Design, Setting, and Participants
This retrospective cohort study examined 5,156 participants from the All of Us Research Program who were diagnosed with prostate cancer and either treated or not treated with HT (defined as exposure to a GnRH agonist, GnRH antagonist, and/or anti-androgens). Time to MACE was defined using longitudinal electronic health record data. We evaluated whether HT use affected the risk of MACE using Cox regression adjusted for established cardiovascular risk factors.
Exposures
HT treatment (HT-treated study group), non-HT treatment (control group without HT but with surgery, radiation treatment, and/or non-HT medical therapy), or no treatment (active surveillance control group).

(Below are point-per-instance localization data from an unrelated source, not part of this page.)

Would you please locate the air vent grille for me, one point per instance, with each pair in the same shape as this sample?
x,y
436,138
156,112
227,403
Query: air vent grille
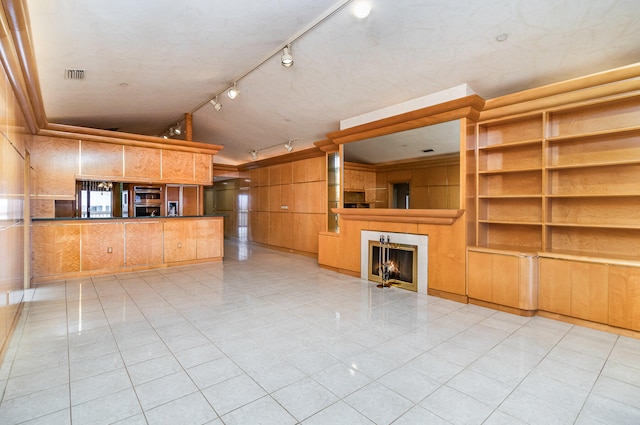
x,y
74,74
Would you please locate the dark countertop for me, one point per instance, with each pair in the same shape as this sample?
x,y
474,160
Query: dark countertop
x,y
126,218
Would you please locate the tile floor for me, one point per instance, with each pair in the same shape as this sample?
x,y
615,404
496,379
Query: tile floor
x,y
270,338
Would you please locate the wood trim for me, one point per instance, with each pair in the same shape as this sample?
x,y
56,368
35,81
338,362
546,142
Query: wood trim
x,y
506,309
448,295
466,107
580,83
282,159
446,217
588,324
11,63
359,167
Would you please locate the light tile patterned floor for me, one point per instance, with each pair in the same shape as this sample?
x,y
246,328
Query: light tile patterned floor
x,y
270,338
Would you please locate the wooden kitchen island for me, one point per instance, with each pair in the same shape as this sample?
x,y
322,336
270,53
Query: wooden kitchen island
x,y
72,247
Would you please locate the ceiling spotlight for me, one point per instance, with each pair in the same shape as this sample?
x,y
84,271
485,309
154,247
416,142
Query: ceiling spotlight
x,y
288,146
217,106
361,8
287,59
233,91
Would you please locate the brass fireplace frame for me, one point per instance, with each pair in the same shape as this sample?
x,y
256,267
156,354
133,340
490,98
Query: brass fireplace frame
x,y
411,286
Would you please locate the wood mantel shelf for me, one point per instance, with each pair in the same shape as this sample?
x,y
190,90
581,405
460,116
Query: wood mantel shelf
x,y
439,216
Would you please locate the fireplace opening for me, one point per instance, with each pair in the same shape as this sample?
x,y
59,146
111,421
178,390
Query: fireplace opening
x,y
402,264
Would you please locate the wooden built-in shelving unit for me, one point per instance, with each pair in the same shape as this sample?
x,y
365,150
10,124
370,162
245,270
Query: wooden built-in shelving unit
x,y
563,185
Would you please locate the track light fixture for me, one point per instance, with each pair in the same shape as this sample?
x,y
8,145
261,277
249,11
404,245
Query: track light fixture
x,y
288,146
287,59
233,91
217,106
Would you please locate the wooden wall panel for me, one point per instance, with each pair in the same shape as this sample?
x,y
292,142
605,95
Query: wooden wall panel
x,y
42,208
102,246
179,240
210,240
177,167
55,249
141,163
102,160
55,163
143,242
203,168
278,224
624,297
190,197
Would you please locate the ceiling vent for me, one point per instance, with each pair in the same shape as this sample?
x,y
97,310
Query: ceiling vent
x,y
74,74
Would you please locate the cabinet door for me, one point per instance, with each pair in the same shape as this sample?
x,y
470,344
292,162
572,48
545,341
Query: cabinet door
x,y
179,240
624,297
589,291
210,238
56,250
505,280
102,246
143,242
479,276
555,286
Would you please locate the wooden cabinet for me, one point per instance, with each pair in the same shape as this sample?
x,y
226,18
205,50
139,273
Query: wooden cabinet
x,y
210,238
600,292
507,279
593,174
564,184
102,246
143,243
73,248
624,297
141,164
574,288
55,250
509,179
179,240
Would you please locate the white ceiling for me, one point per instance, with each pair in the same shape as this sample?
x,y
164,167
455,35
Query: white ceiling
x,y
148,62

Main Outcomes and Measures
Time-to-event for MACE, which is defined as the interval between the start of treatment (or first prostate cancer diagnosis for the no treatment group) and the date of MACE. Participants who did not develop a MACE were right censored at their last healthcare provider visit.
Results
The final cohort included 5,156 participants; 851 in the HT treatment group, 624 in the non-HT treatment group, and 3,681 in the no treatment group. In participants with pre-treatment dyslipidemia, HT was found to be associated increased risk of MACE (HR, 1.52; 95% CI, 1.19-1.95; P <.001), while in those without pre-existing dyslipidemia, no association were found (HR, 0.96; 95% CI, 0.71-1.30; P = .81). Similar patterns were found across race and ethnicity groups. The combined androgen blockade was statistically significantly associated with MACE in participants with pre-existing dyslipidemia (HR, 1.58; 95% CI, 1.13-2.19; P= .006) and no association in participants without pre-existing dyslipidemia (HR, 0.96; 95% CI, 0.71-1.30; P= .81). We also observed that HT was associated with prolongation of the QTc interval (P= .02).
Conclusions and Relevance
HT treatment was associated with an increased risk for MACE participants with pre-existing dyslipidemia. These results suggest that increased risk stratification can help improve CV outcomes when deciding treatment regimens.